Even if a plain error occurred, defendant has not established prejudice as required by Carines, because he has not demonstrated that any error affected the outcome of the lower-court proceedings. Even without defendant's inculpatory statements, the evidence was sufficient to support his conviction. Accordingly, defendant has not satisfied the Carines plain-error standard.
Weaver, J., joins in the dissent of Corrigan, C.J., and would deny leave to appeal.

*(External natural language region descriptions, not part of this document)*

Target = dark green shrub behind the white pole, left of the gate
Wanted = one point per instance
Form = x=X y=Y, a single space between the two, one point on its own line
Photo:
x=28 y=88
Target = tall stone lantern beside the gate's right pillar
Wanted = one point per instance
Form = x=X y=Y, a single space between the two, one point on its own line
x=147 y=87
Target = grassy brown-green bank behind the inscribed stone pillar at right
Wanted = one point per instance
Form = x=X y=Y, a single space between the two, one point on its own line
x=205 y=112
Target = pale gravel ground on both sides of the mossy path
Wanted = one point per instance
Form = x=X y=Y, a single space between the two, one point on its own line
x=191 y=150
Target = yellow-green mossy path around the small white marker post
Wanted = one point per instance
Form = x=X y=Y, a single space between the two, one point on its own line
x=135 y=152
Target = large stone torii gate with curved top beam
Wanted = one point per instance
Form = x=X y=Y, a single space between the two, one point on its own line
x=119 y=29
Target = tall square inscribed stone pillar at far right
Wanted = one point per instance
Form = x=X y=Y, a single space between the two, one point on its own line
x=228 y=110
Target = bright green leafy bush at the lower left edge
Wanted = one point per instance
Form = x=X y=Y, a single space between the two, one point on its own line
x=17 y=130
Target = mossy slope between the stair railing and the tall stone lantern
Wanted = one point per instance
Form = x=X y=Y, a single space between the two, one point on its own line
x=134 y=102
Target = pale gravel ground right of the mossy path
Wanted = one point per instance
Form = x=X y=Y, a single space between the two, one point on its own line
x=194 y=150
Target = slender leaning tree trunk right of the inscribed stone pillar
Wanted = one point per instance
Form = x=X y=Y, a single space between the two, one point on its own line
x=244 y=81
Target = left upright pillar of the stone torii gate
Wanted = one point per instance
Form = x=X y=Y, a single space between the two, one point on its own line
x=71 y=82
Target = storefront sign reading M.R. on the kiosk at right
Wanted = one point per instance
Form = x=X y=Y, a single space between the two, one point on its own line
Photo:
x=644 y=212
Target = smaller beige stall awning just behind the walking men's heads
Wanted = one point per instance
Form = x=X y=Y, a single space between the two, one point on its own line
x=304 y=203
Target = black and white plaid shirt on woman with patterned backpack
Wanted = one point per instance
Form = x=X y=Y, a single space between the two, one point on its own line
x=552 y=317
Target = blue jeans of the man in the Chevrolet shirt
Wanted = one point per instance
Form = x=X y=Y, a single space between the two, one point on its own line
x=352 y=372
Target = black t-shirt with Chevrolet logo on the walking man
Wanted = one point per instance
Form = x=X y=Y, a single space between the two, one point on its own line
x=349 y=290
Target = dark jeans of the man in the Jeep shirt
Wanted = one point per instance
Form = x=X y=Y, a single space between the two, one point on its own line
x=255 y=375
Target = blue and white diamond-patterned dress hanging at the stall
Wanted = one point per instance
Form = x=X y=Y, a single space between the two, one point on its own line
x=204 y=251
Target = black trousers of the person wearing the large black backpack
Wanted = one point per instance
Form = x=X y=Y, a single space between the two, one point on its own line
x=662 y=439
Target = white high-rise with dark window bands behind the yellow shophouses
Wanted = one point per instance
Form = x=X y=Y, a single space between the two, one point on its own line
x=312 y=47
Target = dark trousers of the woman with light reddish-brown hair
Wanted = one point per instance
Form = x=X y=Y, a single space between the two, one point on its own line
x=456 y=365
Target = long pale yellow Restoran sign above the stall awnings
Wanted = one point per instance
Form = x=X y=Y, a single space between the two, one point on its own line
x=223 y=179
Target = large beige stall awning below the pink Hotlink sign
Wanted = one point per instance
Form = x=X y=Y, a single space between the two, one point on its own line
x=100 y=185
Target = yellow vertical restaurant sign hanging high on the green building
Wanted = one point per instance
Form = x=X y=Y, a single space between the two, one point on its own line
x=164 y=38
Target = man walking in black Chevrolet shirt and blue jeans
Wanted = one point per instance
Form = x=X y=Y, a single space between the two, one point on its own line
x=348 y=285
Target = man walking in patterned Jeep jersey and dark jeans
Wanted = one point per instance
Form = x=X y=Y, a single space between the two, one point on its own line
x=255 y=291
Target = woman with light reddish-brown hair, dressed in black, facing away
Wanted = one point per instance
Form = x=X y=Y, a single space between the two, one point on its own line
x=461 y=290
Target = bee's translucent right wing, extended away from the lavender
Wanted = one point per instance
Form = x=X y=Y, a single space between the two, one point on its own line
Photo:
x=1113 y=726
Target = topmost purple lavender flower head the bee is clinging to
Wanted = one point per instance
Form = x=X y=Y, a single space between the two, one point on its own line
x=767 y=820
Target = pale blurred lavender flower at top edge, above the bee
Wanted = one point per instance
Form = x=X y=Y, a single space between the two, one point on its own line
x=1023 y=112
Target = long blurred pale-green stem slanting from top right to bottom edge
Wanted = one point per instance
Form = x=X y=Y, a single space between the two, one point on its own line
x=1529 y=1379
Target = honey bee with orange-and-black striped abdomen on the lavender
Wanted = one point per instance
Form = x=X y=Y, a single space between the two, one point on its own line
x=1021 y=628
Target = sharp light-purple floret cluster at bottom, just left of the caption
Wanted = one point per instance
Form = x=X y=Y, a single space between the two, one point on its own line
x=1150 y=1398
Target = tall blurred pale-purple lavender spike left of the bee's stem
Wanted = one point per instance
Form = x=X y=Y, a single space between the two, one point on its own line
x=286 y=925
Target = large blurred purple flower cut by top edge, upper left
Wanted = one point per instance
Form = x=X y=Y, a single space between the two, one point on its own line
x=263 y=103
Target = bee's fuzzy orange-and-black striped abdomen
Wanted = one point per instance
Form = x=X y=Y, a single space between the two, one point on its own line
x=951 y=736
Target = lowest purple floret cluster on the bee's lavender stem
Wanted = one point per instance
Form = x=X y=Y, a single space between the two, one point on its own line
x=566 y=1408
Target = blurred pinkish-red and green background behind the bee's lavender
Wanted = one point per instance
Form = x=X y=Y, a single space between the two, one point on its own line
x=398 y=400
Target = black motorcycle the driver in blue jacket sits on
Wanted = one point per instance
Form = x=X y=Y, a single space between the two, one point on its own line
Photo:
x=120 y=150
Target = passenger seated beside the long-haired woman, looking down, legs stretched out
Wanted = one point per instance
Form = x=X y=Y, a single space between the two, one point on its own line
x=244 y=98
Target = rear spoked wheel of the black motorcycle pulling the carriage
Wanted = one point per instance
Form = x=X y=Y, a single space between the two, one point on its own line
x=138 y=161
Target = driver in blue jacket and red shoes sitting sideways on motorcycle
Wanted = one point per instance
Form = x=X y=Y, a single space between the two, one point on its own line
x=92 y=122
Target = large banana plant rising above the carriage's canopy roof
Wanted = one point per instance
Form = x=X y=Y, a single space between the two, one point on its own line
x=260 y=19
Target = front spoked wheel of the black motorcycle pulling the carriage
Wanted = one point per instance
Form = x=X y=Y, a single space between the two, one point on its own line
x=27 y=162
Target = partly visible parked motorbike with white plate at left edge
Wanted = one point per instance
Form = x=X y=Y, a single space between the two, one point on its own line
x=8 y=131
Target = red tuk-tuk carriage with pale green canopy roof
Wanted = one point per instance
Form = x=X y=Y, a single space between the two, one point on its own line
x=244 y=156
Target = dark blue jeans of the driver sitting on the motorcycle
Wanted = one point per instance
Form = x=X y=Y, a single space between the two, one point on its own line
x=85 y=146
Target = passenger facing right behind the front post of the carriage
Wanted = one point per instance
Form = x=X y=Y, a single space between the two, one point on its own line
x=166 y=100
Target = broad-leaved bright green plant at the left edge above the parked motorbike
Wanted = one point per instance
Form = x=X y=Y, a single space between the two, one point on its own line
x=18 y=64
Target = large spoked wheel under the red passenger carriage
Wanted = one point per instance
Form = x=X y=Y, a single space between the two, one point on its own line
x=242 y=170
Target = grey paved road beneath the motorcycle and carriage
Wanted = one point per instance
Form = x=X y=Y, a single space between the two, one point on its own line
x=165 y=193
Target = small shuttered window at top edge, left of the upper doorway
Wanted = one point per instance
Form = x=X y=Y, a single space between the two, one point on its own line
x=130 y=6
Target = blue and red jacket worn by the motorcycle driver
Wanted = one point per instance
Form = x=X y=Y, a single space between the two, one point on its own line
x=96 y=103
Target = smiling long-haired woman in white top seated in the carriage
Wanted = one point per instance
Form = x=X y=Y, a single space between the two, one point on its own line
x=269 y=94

In the recent history of this Court, we have attempted to instill constancy and clarity in our criminal jurisprudence by declining to engage in posthoc and inconsistent error correction and by requiring issue preservation as a prerequisite to obtaining relief. See, e.g., People v. Carines, 460 Mich. 750, 764-765 (1999) (citation omitted) ("[R]equiring a contemporaneous objection provides the trial court `an opportunity to correct the error, which could thereby obviate the necessity of further legal proceedings and would be by far the best time to address a defendant's constitutional and nonconstitutional rights.'")
In this case, we are granting relief on an issue that was unpreserved in both the trial court and the Court of Appeals. Granting relief in this manner serves as a disincentive to the observation of our more recent practice of requiring issue preservation. The majority's decision today undermines the finality of judgments.
Reconsideration denied September 29, 2003.
Corrigan, C.J. I would grant reconsideration and, on reconsideration, would deny leave to appeal.
Young, J. I would grant reconsideration and, on reconsideration, would deny leave to appeal for the reasons stated in my dissenting statement.